Als Grund für den anhaltenden Preisanstieg nannten Experten unter anderem die steigende Nachfrage und daraus resultierende Versorgungsängste. Die US-Regierung hatte am Mittwoch zudem mitgeteilt, dass die Vorräte an Rohöl und Benzin in der vergangenen Woche unerwartet gesunken seien. Nach Angaben des US-Energieministeriums sind die Vorräte an Rohöl in der größten Volkswirtschaft der Welt um 5,4 Millionen Barrel auf 320,4 Millionen Barrel gesunken.

Der überraschende Rückgang der Lagerbestände an Rohöl in den USA habe die Rekordjagd an den Märkten noch einmal beschleunigt, hieß es von Händlern. Auch wenn die Weltwirtschaft nach wie vor gut mit Rohöl versorgt werde, habe sich die Sorge vor künftigen Engpässen verstärkt, sagte der Rohstoffexperte Victor Shum vom Beratungshaus Purvin und Gertz in Singapur.
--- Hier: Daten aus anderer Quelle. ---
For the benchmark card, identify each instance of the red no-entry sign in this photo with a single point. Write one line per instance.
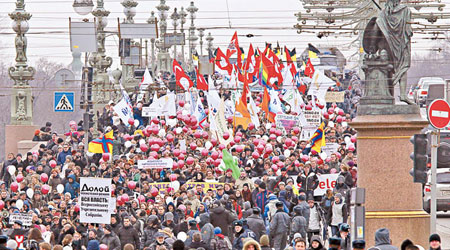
(439, 113)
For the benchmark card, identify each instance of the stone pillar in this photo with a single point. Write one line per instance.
(392, 199)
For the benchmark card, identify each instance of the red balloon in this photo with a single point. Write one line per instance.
(44, 177)
(125, 198)
(19, 178)
(154, 191)
(131, 185)
(214, 155)
(45, 189)
(105, 156)
(190, 160)
(52, 163)
(14, 186)
(275, 159)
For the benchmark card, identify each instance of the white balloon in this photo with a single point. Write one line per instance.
(347, 140)
(11, 169)
(60, 188)
(208, 145)
(175, 185)
(182, 236)
(30, 193)
(19, 204)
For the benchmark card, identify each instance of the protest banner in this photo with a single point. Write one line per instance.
(332, 96)
(95, 197)
(312, 117)
(330, 148)
(162, 186)
(25, 218)
(155, 163)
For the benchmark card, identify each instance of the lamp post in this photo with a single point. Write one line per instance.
(175, 21)
(201, 33)
(99, 61)
(183, 16)
(192, 9)
(21, 73)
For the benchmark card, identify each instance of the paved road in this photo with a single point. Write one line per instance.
(443, 229)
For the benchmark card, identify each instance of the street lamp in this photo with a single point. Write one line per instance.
(83, 7)
(21, 73)
(175, 21)
(183, 16)
(192, 9)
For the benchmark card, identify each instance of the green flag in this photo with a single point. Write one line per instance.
(231, 163)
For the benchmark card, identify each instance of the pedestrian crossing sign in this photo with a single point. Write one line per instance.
(64, 101)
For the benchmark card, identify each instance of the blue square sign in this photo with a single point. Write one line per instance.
(64, 102)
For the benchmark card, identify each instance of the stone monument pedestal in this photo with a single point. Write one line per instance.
(393, 200)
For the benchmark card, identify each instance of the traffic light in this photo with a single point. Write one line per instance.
(420, 158)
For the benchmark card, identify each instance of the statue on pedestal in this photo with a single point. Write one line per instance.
(387, 44)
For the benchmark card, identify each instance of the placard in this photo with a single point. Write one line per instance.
(155, 163)
(312, 117)
(25, 218)
(333, 96)
(95, 200)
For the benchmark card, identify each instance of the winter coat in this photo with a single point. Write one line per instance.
(256, 224)
(382, 240)
(111, 240)
(129, 235)
(280, 223)
(222, 218)
(207, 229)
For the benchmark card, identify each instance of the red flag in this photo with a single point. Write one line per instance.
(201, 82)
(223, 62)
(182, 79)
(309, 69)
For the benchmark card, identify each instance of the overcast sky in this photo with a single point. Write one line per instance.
(245, 16)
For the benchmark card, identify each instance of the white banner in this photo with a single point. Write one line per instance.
(155, 163)
(26, 219)
(95, 200)
(312, 117)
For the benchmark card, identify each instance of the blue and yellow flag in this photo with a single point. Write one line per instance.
(318, 139)
(102, 145)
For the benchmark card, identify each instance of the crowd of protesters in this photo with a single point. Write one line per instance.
(271, 205)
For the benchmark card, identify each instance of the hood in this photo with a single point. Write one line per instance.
(204, 218)
(218, 210)
(247, 205)
(249, 242)
(382, 237)
(317, 238)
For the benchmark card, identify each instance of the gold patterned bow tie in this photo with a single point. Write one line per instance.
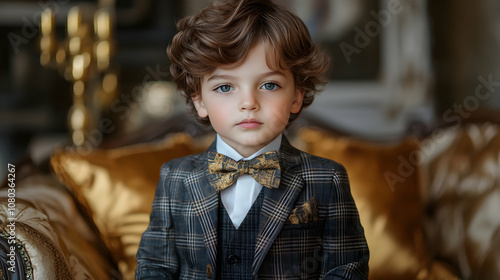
(224, 171)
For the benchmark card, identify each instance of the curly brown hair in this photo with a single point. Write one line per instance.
(225, 31)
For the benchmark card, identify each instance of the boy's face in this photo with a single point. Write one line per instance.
(249, 104)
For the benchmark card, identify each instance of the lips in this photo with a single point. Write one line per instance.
(249, 123)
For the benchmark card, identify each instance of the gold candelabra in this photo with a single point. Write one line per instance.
(84, 59)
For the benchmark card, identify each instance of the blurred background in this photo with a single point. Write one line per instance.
(100, 71)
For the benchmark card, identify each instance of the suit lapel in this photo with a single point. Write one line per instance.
(205, 201)
(278, 203)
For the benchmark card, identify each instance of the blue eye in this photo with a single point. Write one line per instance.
(224, 88)
(270, 86)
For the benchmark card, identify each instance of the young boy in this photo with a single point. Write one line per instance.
(251, 206)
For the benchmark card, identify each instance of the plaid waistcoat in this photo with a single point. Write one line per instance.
(309, 227)
(236, 248)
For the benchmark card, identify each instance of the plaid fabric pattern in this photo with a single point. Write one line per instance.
(224, 171)
(181, 240)
(236, 247)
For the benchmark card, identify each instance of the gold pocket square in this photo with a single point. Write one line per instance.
(307, 212)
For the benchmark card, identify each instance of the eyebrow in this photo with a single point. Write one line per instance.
(229, 77)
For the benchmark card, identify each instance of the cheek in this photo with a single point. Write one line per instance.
(280, 116)
(219, 114)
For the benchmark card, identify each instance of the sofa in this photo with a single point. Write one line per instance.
(428, 202)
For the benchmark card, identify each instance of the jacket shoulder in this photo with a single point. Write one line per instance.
(187, 163)
(320, 163)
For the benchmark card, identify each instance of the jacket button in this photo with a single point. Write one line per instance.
(209, 271)
(233, 260)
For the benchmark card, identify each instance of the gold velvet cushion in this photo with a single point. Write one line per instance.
(117, 188)
(385, 185)
(462, 165)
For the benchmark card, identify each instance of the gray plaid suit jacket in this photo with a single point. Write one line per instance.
(326, 241)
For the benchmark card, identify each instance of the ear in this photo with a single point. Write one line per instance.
(199, 105)
(298, 99)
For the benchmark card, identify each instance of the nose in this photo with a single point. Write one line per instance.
(249, 101)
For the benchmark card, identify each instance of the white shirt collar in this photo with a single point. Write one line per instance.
(223, 148)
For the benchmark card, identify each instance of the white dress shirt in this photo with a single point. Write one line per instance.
(244, 192)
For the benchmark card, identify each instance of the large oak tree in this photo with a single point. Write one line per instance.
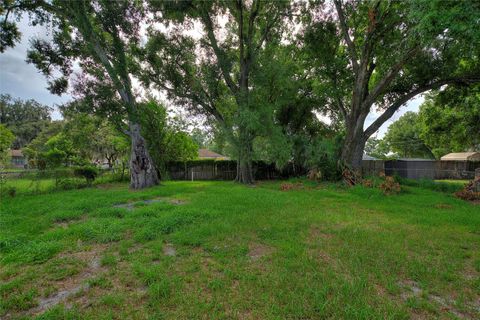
(99, 36)
(213, 73)
(380, 54)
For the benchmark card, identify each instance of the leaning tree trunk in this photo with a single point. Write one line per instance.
(244, 160)
(142, 171)
(354, 145)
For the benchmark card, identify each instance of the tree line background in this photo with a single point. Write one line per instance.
(259, 74)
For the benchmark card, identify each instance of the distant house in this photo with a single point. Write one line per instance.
(367, 157)
(461, 156)
(17, 159)
(207, 154)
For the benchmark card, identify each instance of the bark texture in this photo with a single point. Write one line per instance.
(142, 171)
(244, 161)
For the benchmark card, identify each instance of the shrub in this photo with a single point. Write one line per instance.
(67, 184)
(367, 183)
(390, 186)
(12, 191)
(291, 186)
(87, 172)
(314, 175)
(471, 191)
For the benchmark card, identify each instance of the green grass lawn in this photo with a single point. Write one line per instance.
(218, 250)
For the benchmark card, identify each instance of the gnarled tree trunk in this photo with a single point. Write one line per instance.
(244, 160)
(142, 171)
(355, 139)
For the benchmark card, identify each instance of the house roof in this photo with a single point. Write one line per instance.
(461, 156)
(414, 159)
(367, 157)
(205, 153)
(16, 153)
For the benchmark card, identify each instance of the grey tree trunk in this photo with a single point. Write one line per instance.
(244, 160)
(355, 139)
(142, 171)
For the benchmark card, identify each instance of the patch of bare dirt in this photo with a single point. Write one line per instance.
(133, 205)
(413, 289)
(177, 202)
(169, 250)
(443, 206)
(259, 250)
(108, 186)
(316, 233)
(72, 286)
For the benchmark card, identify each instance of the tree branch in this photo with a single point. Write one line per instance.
(207, 21)
(388, 78)
(346, 36)
(388, 113)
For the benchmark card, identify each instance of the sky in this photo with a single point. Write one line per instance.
(23, 80)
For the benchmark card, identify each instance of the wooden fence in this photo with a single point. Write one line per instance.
(226, 170)
(422, 169)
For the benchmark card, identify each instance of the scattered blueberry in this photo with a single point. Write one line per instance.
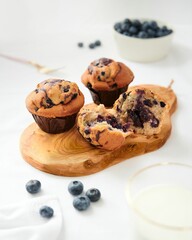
(133, 30)
(75, 188)
(46, 212)
(33, 186)
(142, 34)
(81, 203)
(93, 194)
(146, 29)
(80, 44)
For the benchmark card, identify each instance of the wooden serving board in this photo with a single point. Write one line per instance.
(68, 154)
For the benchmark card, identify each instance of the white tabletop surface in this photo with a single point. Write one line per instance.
(111, 217)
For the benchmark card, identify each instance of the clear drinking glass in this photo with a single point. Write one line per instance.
(160, 196)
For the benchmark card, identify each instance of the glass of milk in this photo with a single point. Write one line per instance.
(161, 198)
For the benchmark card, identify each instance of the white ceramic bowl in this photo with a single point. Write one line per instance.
(143, 50)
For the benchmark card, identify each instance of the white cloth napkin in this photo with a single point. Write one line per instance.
(22, 221)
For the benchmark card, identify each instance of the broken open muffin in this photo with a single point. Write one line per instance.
(135, 112)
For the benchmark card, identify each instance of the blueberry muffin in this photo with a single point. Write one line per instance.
(136, 112)
(54, 105)
(107, 79)
(142, 110)
(100, 127)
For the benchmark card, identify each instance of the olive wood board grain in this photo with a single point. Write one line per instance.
(69, 154)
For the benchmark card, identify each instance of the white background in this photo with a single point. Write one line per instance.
(48, 32)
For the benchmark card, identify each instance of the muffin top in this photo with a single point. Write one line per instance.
(142, 109)
(138, 111)
(55, 98)
(99, 127)
(106, 74)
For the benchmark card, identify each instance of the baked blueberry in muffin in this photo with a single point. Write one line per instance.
(139, 111)
(100, 127)
(142, 109)
(107, 79)
(54, 104)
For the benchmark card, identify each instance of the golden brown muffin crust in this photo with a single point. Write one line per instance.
(106, 74)
(55, 98)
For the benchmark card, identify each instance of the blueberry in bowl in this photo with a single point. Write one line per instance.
(142, 40)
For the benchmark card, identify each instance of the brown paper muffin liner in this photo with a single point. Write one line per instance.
(55, 125)
(107, 97)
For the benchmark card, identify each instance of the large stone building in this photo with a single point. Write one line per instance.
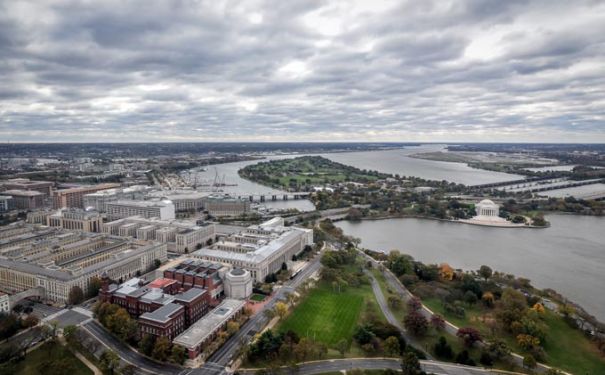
(162, 308)
(238, 283)
(161, 209)
(76, 219)
(54, 260)
(487, 208)
(44, 187)
(260, 249)
(168, 305)
(98, 201)
(26, 199)
(7, 203)
(196, 337)
(68, 218)
(181, 236)
(74, 197)
(220, 206)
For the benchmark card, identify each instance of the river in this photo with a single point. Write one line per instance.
(568, 257)
(388, 161)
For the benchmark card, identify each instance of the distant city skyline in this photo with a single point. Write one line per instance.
(302, 71)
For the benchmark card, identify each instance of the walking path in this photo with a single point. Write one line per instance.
(450, 328)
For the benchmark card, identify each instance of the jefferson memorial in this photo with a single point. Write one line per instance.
(487, 208)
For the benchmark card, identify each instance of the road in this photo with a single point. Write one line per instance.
(126, 353)
(450, 328)
(226, 353)
(391, 318)
(319, 367)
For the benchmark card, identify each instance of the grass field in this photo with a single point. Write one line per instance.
(53, 357)
(329, 316)
(566, 348)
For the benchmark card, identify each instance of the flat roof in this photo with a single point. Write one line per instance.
(161, 282)
(206, 326)
(163, 314)
(190, 295)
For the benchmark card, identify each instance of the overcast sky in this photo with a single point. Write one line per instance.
(285, 70)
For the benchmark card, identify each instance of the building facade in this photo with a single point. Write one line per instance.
(181, 236)
(76, 219)
(163, 210)
(26, 199)
(74, 197)
(260, 249)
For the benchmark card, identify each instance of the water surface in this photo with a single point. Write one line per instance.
(569, 256)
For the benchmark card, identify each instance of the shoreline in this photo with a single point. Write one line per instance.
(446, 220)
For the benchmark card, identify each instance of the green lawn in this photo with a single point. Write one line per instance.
(566, 348)
(51, 358)
(328, 316)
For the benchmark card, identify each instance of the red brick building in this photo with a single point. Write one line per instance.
(166, 306)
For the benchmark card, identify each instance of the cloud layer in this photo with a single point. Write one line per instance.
(484, 70)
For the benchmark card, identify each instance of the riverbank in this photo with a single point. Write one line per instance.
(568, 256)
(460, 221)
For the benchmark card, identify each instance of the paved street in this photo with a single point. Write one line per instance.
(127, 354)
(319, 367)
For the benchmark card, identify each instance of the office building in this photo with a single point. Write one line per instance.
(26, 199)
(74, 197)
(161, 209)
(260, 249)
(181, 236)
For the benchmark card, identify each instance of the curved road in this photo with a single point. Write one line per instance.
(320, 367)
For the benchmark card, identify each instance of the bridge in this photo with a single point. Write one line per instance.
(275, 196)
(14, 299)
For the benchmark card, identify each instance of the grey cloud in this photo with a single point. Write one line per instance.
(213, 70)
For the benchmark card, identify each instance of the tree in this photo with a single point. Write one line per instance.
(469, 335)
(528, 342)
(161, 348)
(410, 365)
(437, 322)
(488, 299)
(414, 304)
(281, 309)
(498, 349)
(70, 334)
(269, 313)
(529, 361)
(342, 346)
(109, 360)
(146, 344)
(94, 285)
(177, 354)
(442, 349)
(416, 323)
(394, 302)
(392, 347)
(232, 327)
(76, 295)
(30, 321)
(485, 272)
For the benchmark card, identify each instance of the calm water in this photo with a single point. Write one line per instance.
(399, 162)
(568, 257)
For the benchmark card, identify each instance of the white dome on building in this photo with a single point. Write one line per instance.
(238, 283)
(487, 208)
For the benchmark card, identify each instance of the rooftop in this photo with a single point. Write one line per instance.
(163, 314)
(205, 327)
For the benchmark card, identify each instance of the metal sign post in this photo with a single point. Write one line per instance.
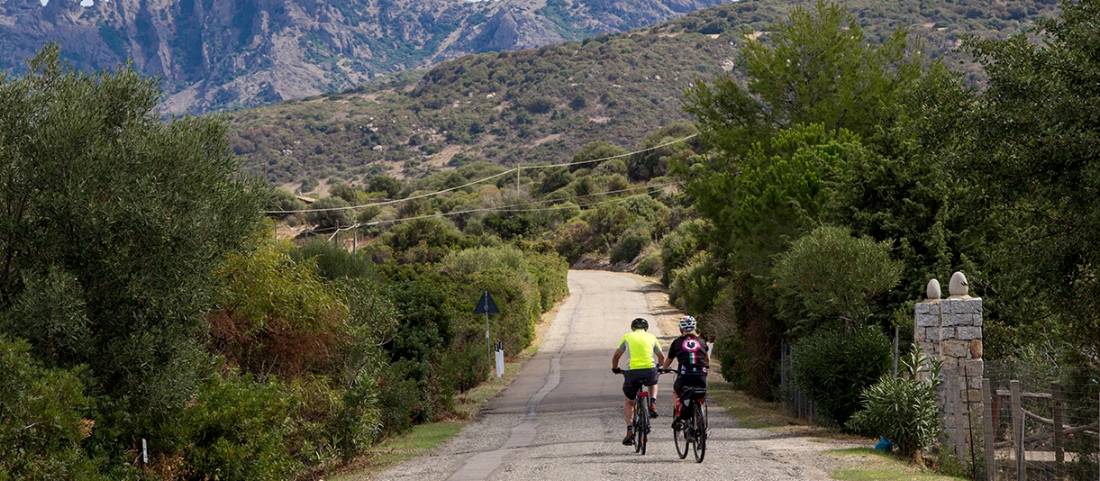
(499, 359)
(487, 306)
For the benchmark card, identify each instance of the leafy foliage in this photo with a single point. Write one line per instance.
(834, 367)
(903, 410)
(238, 427)
(42, 424)
(828, 275)
(124, 217)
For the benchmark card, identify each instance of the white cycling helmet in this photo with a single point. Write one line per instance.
(686, 323)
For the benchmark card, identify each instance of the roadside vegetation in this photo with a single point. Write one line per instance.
(144, 303)
(531, 106)
(840, 174)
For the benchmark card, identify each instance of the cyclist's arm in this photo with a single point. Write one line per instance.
(672, 354)
(616, 357)
(660, 356)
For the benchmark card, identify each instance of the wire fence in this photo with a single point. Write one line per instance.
(1037, 425)
(798, 404)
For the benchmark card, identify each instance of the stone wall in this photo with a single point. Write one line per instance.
(950, 330)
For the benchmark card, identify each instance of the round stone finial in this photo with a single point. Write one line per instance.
(959, 287)
(933, 292)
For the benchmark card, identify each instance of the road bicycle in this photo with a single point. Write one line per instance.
(691, 432)
(640, 422)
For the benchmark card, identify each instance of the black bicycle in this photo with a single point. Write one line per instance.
(690, 432)
(640, 422)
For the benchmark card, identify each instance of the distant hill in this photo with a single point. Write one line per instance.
(541, 105)
(213, 54)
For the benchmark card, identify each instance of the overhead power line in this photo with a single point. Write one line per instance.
(567, 164)
(512, 208)
(480, 181)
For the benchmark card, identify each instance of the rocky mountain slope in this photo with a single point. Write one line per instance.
(542, 105)
(230, 53)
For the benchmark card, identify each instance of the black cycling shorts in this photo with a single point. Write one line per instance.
(633, 380)
(696, 381)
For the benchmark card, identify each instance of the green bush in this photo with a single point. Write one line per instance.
(400, 397)
(680, 246)
(279, 199)
(237, 429)
(41, 422)
(829, 275)
(903, 410)
(628, 247)
(333, 262)
(329, 218)
(51, 315)
(650, 264)
(834, 367)
(695, 285)
(359, 419)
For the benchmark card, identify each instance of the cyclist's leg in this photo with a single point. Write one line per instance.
(630, 385)
(650, 381)
(677, 389)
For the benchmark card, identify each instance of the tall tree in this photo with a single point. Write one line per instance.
(1031, 149)
(124, 217)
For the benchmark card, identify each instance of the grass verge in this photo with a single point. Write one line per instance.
(426, 437)
(747, 411)
(868, 465)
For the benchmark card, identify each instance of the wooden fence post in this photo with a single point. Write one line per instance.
(1018, 430)
(987, 435)
(1059, 435)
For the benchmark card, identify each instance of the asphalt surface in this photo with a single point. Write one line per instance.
(562, 418)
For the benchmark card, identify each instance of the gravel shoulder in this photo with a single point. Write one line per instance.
(561, 418)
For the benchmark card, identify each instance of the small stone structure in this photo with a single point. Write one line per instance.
(950, 330)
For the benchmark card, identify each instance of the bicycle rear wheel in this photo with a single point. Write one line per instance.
(699, 423)
(681, 437)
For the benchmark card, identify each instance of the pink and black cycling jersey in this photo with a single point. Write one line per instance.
(690, 351)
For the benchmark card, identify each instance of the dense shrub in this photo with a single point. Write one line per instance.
(333, 262)
(279, 199)
(127, 215)
(650, 264)
(695, 284)
(834, 367)
(237, 429)
(51, 315)
(384, 184)
(629, 246)
(329, 219)
(828, 275)
(276, 315)
(400, 396)
(42, 425)
(680, 246)
(903, 410)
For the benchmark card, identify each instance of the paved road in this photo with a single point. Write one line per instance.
(561, 419)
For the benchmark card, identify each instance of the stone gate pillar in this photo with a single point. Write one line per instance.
(950, 330)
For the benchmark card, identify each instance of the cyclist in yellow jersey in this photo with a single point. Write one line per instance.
(640, 348)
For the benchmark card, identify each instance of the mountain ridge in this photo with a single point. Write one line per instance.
(541, 105)
(241, 53)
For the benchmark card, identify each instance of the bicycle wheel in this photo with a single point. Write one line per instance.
(641, 433)
(681, 437)
(637, 426)
(699, 422)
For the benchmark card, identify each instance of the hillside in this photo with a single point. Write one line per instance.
(541, 105)
(234, 53)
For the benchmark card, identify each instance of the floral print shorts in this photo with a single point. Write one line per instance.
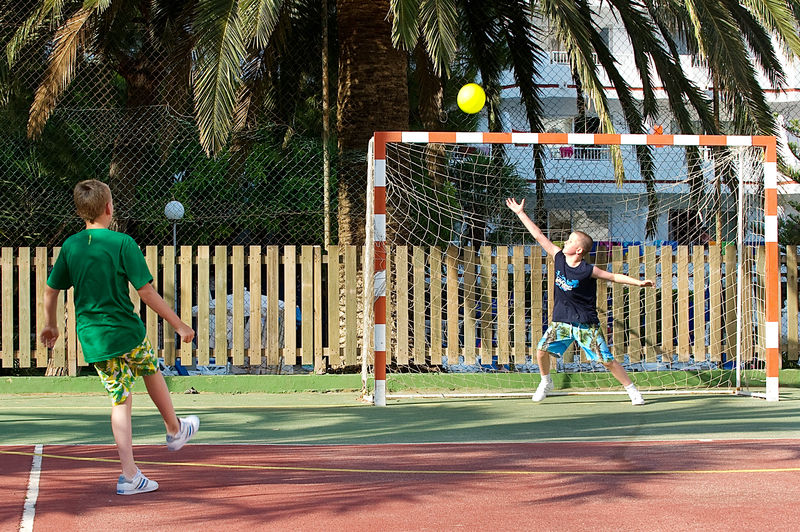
(559, 336)
(119, 373)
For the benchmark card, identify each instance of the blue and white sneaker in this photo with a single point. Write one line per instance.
(189, 426)
(139, 484)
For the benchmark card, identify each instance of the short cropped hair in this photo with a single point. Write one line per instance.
(91, 197)
(586, 241)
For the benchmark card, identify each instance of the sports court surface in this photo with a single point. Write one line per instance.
(325, 461)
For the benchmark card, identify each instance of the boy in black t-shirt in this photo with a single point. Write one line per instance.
(574, 312)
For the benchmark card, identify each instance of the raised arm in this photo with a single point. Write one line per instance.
(154, 300)
(598, 273)
(519, 210)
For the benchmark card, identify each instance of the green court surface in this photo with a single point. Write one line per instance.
(340, 418)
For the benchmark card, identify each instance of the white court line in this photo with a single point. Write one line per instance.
(26, 525)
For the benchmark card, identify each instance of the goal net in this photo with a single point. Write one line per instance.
(463, 293)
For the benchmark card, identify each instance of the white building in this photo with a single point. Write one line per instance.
(581, 190)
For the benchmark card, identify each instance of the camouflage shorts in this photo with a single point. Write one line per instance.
(119, 373)
(559, 336)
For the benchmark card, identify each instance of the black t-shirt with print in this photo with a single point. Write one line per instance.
(574, 292)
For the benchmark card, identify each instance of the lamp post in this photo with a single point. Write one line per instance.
(174, 212)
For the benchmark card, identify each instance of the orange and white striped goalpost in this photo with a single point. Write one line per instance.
(378, 220)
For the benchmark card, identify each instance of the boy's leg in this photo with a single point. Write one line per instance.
(159, 393)
(123, 437)
(543, 359)
(619, 373)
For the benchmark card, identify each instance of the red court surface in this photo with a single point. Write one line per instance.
(676, 485)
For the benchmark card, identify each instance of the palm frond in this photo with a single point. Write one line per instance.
(760, 43)
(259, 18)
(405, 23)
(47, 12)
(777, 18)
(217, 72)
(60, 69)
(525, 56)
(724, 48)
(439, 23)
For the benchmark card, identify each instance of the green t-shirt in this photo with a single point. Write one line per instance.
(100, 263)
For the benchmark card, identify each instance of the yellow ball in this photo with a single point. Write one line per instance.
(471, 98)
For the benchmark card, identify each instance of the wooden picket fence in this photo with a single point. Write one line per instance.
(326, 287)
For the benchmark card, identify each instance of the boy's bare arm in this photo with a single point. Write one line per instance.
(153, 299)
(598, 273)
(519, 210)
(49, 333)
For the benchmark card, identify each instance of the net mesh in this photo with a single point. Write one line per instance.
(469, 290)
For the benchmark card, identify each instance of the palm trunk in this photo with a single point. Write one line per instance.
(372, 96)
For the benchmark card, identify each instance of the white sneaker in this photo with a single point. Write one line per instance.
(189, 426)
(542, 390)
(636, 397)
(138, 484)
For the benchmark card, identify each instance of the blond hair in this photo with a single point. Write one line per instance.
(91, 197)
(586, 242)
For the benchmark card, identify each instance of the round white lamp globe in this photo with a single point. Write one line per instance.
(174, 210)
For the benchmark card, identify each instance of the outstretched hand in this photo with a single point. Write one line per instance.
(514, 206)
(48, 336)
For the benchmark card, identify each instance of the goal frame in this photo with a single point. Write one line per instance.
(375, 259)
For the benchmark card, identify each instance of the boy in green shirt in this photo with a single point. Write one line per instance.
(100, 263)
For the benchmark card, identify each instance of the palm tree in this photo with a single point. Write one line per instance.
(724, 35)
(220, 60)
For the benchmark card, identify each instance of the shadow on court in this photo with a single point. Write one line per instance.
(341, 419)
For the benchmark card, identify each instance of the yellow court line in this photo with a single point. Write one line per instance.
(497, 472)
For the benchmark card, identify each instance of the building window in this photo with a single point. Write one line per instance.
(686, 227)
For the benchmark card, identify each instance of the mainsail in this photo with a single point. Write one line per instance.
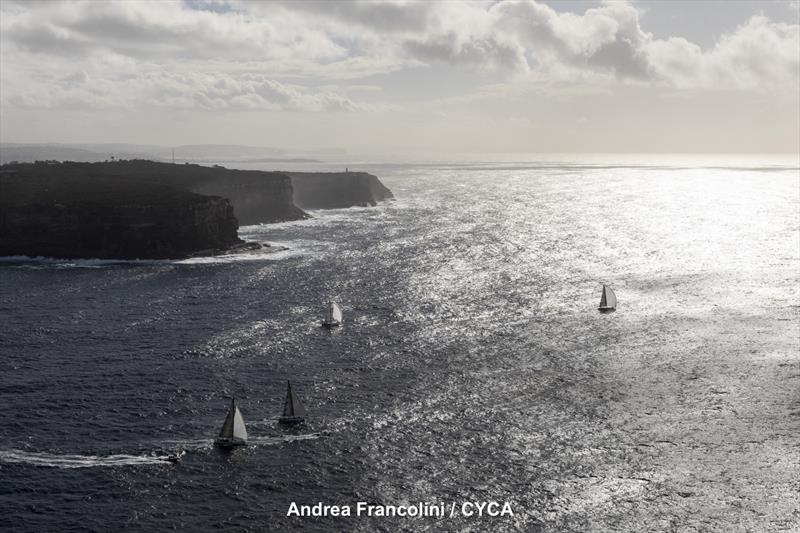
(333, 314)
(608, 300)
(292, 406)
(336, 312)
(233, 427)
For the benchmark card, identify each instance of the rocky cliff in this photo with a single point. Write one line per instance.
(256, 196)
(330, 190)
(48, 213)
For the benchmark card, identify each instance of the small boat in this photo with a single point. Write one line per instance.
(608, 301)
(233, 432)
(333, 316)
(293, 410)
(175, 457)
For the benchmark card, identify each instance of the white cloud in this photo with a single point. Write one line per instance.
(239, 55)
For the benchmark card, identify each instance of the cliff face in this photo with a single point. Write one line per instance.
(256, 196)
(330, 190)
(79, 217)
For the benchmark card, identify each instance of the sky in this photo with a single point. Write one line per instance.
(506, 76)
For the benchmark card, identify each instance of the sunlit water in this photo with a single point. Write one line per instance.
(473, 364)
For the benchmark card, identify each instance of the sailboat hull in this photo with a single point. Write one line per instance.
(291, 420)
(224, 442)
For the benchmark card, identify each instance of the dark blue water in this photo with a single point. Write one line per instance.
(472, 366)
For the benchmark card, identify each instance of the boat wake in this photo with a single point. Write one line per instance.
(80, 461)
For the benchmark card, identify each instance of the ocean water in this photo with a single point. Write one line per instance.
(473, 365)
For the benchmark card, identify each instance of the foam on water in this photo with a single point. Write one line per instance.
(52, 460)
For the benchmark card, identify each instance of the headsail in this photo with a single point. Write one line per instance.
(292, 406)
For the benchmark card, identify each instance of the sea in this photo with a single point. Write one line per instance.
(472, 367)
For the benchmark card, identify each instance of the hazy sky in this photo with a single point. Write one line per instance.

Öl ist derzeit etwa doppelt so teuer wie vor einem Jahr - und rund fünfmal so teuer wie im Jahr 2002.

Die US-Notenbank korrigierte angesichts der steigenden Energiekosten ihre Wachstumsprognose für die US-Wirtschaft nach unten. Wie aus einem Protokoll des Geldmarktausschusses der Federal Reserve hervorgeht, wird nunmehr mit einem Wachstum von zwischen 0,3 und 1,2 Prozent in diesem Jahr gerechnet. Zuvor hatte die Spanne der Wachstumserwartungen zwischen 1,3 und 2,0 Prozent gelegen.

Die Grünen schlagen wegen der neuen Rekordmarken bei den Preisen für Rohöl und Kraftstoff Alarm. Die Bundestagsfraktion der Grünen fordert einen Krisengipfel der internationalen Gemeinschaft. Durch die drohenden Versorgungsengpässe aufgrund der weltweit rückläufigen verfügbaren Ölmengen sei dringender Handlungsbedarf gegeben, sagte die stellvertretende Fraktionsvorsitzende Bärbel Höhn der "Bild"-Zeitung.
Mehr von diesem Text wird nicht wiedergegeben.